- Occupation: Agronomist
- Awards: Fellow of the Learned Society of Wales (2020)

Academic background
- Alma mater: University of Oxford (MA and DPhil)
- Thesis: Non-intrusive social preference assessment in broiler chickens (2006)
- Doctoral advisor: Marian Dawkins

Academic work
- Discipline: Agronomy
- Sub-discipline: Pig farming
- Institutions: Queen's University, Belfast; University of Leeds; University of Surrey; ;

= Lisa Collins (agronomist) =

British agronomist

Lisa M. Collins is a British veterinary scientist and agronomist who specializes in pig farming. She has worked at Queen's University, Belfast, the University of Leeds, and the University of Surrey.
==Biography==
Lisa Collins studied at the University of Oxford, where she obtained a Master of Arts degree in biological sciences. She subsequently obtained a DPhil in zoology, with her Oxford doctoral research centering on the welfare of broiler stocking densities. Her doctoral dissertation Non-intrusive social preference assessment in broiler chickens was supervised by Marian Dawkins. She was a research fellow at the Royal Veterinary College.

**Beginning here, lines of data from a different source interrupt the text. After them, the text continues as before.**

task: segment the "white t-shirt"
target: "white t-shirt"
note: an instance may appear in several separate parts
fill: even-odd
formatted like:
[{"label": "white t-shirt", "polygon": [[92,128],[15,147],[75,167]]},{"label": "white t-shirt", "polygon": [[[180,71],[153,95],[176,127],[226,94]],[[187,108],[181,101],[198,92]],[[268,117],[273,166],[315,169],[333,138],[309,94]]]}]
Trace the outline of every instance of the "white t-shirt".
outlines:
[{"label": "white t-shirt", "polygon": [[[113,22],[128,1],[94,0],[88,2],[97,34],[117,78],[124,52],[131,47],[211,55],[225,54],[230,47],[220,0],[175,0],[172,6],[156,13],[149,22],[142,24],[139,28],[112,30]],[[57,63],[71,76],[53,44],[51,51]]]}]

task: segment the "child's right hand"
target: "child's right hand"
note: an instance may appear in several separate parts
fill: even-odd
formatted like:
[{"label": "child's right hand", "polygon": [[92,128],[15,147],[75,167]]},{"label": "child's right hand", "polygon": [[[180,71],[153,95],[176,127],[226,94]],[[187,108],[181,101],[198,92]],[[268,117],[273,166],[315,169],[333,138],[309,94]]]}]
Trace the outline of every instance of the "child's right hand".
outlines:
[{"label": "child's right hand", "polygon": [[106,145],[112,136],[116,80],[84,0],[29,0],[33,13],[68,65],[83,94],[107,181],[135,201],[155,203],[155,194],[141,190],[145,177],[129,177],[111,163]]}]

Collins worked at Queen's University, Belfast, where she was a lecturer in animal behaviour. She later moved to the University of Leeds, where she served as Professor of Animal Science and Pro-Dean for Research & Innovation. In 2023, she moved to University of Surrey to become Pro Vice Chancellor of Research and Innovation.

Collins researches technological agronomy and animal welfare, specifically pig farming. She researched smart agriculture during her time at Leeds, serving as principal investigator for the Global Food Security-funded PIGSustain project. She headed the Leeds' Smart Agri-Systems project to research sustainable smart agriculture to help pig farming navigate the future. She was president of the British Science Association Agriculture and Food Section in 2022. She was also Academic Director of the National Pig Centre and Director of Commercial Research for the Global Food and Environment Institute.

She was one of three co-winners of the 2011 Universities Federation for Animal Welfare Young Animal Welfare Scientist of the Year. She won the 2014 British Science Association Charles Darwin Award. She was appointed Fellow of the Learned Society of Wales in 2020. She is also a Fellow of the Royal Society of Biology and Fellow of the Royal Statistical Society.